AIA National Housing Design Award
AIA Gulf States Region – Merit Award
AIA Tennessee – Award of Excellence
AIA East Tennessee – Merit Award
Architectural Record Online – Featured House
Old Briar is a home in rural west Tennessee. The clients are a couple who, for career reasons, have lived in Chicago for the last twenty-five years. They are now retired and intend to spend much of each year in Lauderdale County, where they grew up. They envision this house being an anchor for their family and, particularly, a magnet for their grandchildren and generations yet to come. The site is 80 acres of productive agricultural land that is rotated between soybeans, winter wheat, and cotton.
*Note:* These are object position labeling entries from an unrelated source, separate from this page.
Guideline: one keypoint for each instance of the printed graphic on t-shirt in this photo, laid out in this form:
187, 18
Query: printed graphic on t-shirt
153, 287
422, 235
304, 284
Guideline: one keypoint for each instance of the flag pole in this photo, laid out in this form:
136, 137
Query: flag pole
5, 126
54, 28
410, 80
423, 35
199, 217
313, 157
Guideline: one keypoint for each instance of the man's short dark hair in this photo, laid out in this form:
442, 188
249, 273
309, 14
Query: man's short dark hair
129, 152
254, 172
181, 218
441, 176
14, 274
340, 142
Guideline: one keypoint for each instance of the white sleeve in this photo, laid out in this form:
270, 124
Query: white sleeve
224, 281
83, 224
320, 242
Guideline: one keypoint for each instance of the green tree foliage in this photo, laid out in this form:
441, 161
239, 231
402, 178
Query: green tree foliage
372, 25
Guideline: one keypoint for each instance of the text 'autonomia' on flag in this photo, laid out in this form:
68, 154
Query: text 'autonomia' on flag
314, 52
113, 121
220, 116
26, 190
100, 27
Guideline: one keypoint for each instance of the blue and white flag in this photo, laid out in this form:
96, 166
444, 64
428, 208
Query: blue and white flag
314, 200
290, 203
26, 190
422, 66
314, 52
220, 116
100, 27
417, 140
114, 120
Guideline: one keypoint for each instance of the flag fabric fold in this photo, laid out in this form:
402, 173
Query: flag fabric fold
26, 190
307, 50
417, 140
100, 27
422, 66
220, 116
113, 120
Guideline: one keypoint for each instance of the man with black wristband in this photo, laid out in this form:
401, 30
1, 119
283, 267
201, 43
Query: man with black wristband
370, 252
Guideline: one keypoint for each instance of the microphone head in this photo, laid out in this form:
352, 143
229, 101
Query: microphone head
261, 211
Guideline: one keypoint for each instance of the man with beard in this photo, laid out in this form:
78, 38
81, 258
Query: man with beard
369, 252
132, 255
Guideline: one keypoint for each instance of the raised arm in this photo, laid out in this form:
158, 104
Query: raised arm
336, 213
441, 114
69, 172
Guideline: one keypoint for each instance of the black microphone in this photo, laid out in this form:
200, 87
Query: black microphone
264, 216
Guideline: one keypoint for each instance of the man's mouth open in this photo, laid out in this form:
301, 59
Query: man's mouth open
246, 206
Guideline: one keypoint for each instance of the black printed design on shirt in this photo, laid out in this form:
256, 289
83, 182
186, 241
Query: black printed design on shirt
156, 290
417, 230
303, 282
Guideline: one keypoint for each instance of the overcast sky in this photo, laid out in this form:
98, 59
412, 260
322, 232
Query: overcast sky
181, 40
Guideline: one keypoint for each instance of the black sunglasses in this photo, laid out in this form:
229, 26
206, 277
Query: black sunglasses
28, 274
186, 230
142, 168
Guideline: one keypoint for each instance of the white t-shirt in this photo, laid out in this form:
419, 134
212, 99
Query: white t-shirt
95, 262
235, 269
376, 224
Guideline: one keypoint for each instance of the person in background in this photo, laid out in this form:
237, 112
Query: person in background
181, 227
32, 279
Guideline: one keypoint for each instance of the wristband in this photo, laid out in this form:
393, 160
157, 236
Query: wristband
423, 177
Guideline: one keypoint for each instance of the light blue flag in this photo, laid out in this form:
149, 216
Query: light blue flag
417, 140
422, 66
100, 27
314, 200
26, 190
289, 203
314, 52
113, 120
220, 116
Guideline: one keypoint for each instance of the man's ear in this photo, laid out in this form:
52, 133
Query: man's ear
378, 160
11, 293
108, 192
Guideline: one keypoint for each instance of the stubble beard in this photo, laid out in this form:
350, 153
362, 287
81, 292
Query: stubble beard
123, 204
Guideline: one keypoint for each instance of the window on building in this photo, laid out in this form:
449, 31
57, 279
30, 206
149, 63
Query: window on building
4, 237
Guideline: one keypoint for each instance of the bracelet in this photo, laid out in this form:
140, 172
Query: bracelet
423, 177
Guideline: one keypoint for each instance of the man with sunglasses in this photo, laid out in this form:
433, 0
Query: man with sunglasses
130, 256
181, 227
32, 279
The clients are conscious of being stewards of this land and have already worked with the state department of natural resources to mitigate topsoil erosion; a significant problem in this part of the Lower Mississippi Basin. Accordingly, the house is placed fairly close to the road and avoids the steeper portions of the site. Nestled next to an existing hedgerow it engages two ponds that are important locations for gatherings of the couple’s family and friends. The house is rotated to mediate between optimal solar orientation and distant views.The clients wish for the home to not be ostentatious. In response, the form of the house is dominated by an asymmetrical gable roof that allows the living spaces to open up to vistas of the farm and provides an ideal slope for solar hot water panels on the south while, on the north, sloping down to present a humble face to the road. A wooden screen stretching along the north elevation provides privacy for the small pool and presents the image of a utilitarian agricultural structure upon approach.